It may not seem like it, with all the budget cutting proposals and name-calling and swamp draining, but I believe that woven into the political tumult in this country is a newfound respect for those men and women who choose to work for the American public.
They are the investigators who could make triple on the payroll of a drug company but instead took a job at the Food and Drug Administration, with the mission of upholding safety standards.
They are the accountants who could help a big corporation skirt the tax laws but instead help catch the scofflaws as an agent at the IRS.
They are the examiners at the Federal Deposit Insurance Corporation who worry about our deposits rather than the bank’s bottom line.
Or they are the chemists at the Environmental Protection Agency who apply their knowledge for the sake of public health, not a company’s profit margin.
I am in awe of their professionalism and dedication, every day. And when elected officials say their agencies are a burden to the economy and their jobs are not needed and should be eliminated, who could blame them for packing it in and heading to the private sector?
Turns out that the calling to public service is stronger than senseless rhetoric.
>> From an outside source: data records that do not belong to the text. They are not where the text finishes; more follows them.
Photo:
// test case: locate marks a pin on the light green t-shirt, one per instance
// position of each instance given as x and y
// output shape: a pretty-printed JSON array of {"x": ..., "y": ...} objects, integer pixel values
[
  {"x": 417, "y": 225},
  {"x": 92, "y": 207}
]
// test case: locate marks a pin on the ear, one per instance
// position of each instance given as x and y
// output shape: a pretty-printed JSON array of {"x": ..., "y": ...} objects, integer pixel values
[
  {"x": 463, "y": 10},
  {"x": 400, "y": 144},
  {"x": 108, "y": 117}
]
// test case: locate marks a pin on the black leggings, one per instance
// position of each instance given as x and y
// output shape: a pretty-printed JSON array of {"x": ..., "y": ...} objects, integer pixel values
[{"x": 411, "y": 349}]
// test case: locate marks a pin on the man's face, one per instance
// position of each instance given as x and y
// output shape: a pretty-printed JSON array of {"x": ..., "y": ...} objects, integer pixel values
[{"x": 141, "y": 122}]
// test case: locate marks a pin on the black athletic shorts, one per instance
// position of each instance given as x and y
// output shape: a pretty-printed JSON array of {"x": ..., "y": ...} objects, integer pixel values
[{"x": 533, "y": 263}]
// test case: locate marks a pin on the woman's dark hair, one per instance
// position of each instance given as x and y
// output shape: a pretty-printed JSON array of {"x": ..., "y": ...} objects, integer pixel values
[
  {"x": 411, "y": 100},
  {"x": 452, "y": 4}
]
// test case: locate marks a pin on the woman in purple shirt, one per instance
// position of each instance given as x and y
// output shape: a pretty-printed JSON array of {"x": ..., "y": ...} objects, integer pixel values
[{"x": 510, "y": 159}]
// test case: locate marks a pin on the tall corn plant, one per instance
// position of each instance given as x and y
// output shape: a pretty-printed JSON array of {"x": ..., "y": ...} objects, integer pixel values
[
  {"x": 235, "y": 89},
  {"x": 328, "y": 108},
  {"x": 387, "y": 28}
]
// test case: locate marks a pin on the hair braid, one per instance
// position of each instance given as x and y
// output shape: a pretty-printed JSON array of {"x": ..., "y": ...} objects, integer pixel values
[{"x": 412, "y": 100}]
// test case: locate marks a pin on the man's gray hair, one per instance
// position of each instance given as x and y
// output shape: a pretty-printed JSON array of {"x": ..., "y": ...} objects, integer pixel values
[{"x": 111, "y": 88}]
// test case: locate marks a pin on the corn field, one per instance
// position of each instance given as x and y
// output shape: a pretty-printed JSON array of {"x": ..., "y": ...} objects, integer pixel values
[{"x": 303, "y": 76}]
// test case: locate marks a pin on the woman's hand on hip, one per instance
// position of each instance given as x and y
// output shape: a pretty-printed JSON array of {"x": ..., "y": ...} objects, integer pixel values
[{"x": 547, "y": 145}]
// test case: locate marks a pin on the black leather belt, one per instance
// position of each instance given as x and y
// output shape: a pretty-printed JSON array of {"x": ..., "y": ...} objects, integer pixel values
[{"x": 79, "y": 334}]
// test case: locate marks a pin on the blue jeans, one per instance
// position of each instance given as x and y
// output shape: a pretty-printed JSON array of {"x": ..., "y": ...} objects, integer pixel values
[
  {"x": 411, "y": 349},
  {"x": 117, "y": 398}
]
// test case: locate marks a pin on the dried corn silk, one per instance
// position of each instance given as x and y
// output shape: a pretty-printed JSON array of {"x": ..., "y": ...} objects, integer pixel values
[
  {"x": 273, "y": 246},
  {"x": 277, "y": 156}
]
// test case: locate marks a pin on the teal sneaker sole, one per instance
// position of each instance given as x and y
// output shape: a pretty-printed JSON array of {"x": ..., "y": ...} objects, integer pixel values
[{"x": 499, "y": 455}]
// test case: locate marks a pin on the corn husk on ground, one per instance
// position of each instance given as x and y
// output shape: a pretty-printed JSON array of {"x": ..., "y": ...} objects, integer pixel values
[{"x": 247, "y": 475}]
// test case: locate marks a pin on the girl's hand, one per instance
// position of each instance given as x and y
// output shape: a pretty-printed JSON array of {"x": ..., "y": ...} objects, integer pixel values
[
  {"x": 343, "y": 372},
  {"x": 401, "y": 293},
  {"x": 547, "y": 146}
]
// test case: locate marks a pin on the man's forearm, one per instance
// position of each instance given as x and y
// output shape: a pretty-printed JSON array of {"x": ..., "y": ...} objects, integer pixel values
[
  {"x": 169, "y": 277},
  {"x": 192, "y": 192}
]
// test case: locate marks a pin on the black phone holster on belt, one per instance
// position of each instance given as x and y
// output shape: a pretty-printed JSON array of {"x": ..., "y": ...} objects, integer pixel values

And what I’ve learned in these last few months, as citizens speak out across the country, is that Americans want these agencies and are grateful that these civil servants stay on the job.
Sometimes it takes a crisis to remind us of the value of the institutions that are the backbone of this country, one of which is the nonpartisan civil service. Being presented with deep, indiscriminate federal budget cuts forces all of us to reflect on what purpose those agencies serve, how they help taxpayers and, ultimately, the faces of the people who provide those services.
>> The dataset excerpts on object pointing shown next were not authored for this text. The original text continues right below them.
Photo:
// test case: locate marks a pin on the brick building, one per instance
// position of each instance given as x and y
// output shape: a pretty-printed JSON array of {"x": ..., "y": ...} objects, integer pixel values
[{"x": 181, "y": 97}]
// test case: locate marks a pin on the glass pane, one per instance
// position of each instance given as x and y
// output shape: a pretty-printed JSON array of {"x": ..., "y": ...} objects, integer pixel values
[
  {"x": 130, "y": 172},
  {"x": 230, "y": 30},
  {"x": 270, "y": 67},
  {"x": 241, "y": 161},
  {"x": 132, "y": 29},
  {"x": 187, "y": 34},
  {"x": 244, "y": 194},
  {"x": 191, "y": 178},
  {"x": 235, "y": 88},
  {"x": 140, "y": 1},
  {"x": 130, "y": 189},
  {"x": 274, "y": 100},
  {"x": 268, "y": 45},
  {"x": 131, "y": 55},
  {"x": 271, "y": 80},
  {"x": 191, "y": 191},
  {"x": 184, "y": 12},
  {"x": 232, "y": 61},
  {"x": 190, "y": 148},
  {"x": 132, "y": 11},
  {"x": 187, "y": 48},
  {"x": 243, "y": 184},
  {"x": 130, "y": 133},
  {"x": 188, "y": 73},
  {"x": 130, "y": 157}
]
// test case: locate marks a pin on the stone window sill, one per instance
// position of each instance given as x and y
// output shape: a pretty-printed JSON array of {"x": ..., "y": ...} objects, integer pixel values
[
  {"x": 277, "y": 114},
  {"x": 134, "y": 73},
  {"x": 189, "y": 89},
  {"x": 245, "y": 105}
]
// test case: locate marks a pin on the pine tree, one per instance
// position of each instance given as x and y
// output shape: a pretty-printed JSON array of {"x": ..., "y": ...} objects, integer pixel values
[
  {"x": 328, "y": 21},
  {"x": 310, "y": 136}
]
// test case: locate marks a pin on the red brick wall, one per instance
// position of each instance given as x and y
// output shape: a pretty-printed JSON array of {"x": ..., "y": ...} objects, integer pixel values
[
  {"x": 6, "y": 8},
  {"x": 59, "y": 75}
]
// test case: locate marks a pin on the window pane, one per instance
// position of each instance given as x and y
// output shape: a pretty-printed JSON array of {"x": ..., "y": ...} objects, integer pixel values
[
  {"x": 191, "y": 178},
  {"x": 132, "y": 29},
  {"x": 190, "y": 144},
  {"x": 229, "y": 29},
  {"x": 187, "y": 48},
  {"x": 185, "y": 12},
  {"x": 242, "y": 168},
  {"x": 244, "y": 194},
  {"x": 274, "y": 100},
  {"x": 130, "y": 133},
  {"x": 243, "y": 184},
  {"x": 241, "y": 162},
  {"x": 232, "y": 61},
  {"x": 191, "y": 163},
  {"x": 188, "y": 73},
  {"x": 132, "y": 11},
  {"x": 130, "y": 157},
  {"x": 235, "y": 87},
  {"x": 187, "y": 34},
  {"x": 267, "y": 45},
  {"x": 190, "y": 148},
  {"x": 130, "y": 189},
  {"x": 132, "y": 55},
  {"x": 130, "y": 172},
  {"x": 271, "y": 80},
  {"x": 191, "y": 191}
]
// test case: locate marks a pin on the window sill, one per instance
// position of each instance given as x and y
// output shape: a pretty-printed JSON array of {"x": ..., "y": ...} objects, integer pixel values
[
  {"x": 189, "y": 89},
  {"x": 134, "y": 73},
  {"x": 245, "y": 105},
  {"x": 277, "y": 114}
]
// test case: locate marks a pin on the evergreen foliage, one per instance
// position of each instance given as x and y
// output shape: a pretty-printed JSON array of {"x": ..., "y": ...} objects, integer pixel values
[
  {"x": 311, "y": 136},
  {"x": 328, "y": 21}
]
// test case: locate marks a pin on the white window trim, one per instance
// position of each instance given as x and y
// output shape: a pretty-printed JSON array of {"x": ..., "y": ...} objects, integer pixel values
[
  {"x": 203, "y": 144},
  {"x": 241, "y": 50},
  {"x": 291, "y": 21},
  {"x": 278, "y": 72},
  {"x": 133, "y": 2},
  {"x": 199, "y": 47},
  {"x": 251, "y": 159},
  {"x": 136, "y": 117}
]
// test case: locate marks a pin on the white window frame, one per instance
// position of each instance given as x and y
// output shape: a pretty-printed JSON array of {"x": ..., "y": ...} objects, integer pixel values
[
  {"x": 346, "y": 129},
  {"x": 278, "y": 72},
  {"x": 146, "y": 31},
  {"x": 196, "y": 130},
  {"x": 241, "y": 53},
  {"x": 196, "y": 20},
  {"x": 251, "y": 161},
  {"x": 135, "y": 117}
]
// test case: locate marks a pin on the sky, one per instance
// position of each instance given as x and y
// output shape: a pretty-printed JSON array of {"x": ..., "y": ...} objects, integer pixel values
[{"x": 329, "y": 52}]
They are your family members, your neighbors, your fellow church-goers. They sit next to you in the bleachers at a sporting event. They stand behind you in the check-out line at the grocery store. They pay mortgages, rent, and college tuition. They care for their elderly parents and their children with disabilities.
On this Public Service Recognition Week, I would like to see the term “government bureaucrat” shed its negative connotation and instead reflect the reality of what it means to be a federal employee: “public servant.”
Tony Reardon is the National President of the National Treasury Employees Union.